Joint associations of device-measured sedentary time and intensity-specific physical activity with total cancer mortality. Note. Tertiles were used to categorize low, medium, and high sedentary behavior (0–11, 11–13, and >13 h/d), and MVPA (0–24.5, 24.5–45.7, and >45.7 min/d). The median value (minutes per week) in each tertile of intensity-specific physical activity was: MVPA: low, 15.6 minutes per day; medium, 33.9 minutes per day; and high, 64.9 minutes per day. MPA: low, 13.0 minutes per day; medium, 28.6 minutes per day; and high, 55.9 minutes per day. LPA: low, 60.8 minutes per day; medium, 103.5 minutes per day; and high, 184.2 minutes per day. VPA: low, 1.1 minutes per day; medium, 3.5 minutes per day; high, 9.5 minutes per day. Minutes per day: medium, 26.9 minutes per day and high, 63.6 minutes per day. Multivariable model: adjusted for age, sex, education, race/ethnicity, smoking status, alcohol consumption, fruits and vegetables intake, sleep duration, family history of CVD (for ACM and CVD mortality), and family history of cancer (for ACM and cancer mortality); participants with CVD, cancer, and COPD at baseline and less than 2 years of follow-up were excluded. Data collected for confounders were obtained during the initial UK Biobank assessment several years prior to the accelerometer evaluation. ACM indicates all-cause mortality; COPD, chronic obstructive pulmonary disease; CVD, cardiovascular disease; LPA, light physical activity; MPA, moderate physical activity; MVPA, moderate to vigorous physical activity; ST, sedentary time; VPA, vigorous physical activity.
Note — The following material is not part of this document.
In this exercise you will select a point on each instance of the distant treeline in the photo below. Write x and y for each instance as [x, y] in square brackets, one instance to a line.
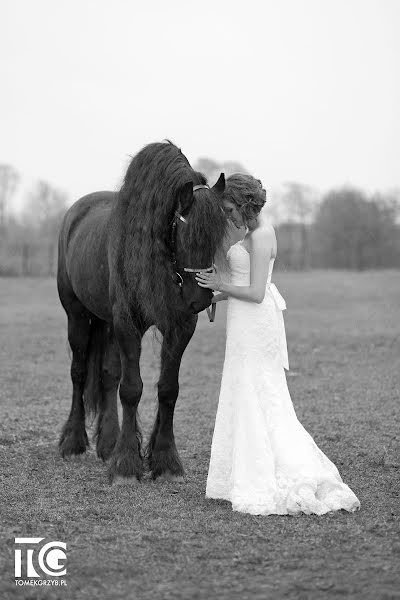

Citation: Journal of Physical Activity and Health 2025; 10.1123/jpah.2024-0436
Higher MPA attenuated the association between sedentary time and cancer mortality. Compared with participants with low sedentary time and high MPA, multivariable-adjusted HRs for cancer mortality were 1.27 (95% CI, 0.90–1.78) for high sedentary time and high MPA, 1.35 (95% CI, 1.03–1.77) for high sedentary time and medium MPA, and 1.49 (95% CI, 1.15–1.92) for high sedentary time and low MPA. The attenuation pattern was not always clear as results within the medium sedentary time group presented some inconsistencies (Figure 1). Participants with medium sedentary time and high MPA showed a residual increased risk of cancer mortality (HR 1.35; 95% CI, 1.04–1.76), although the magnitude of the association was weaker compared with participants with medium sedentary time and low MPA (HR 1.50; 95% CI, 1.17–1.93).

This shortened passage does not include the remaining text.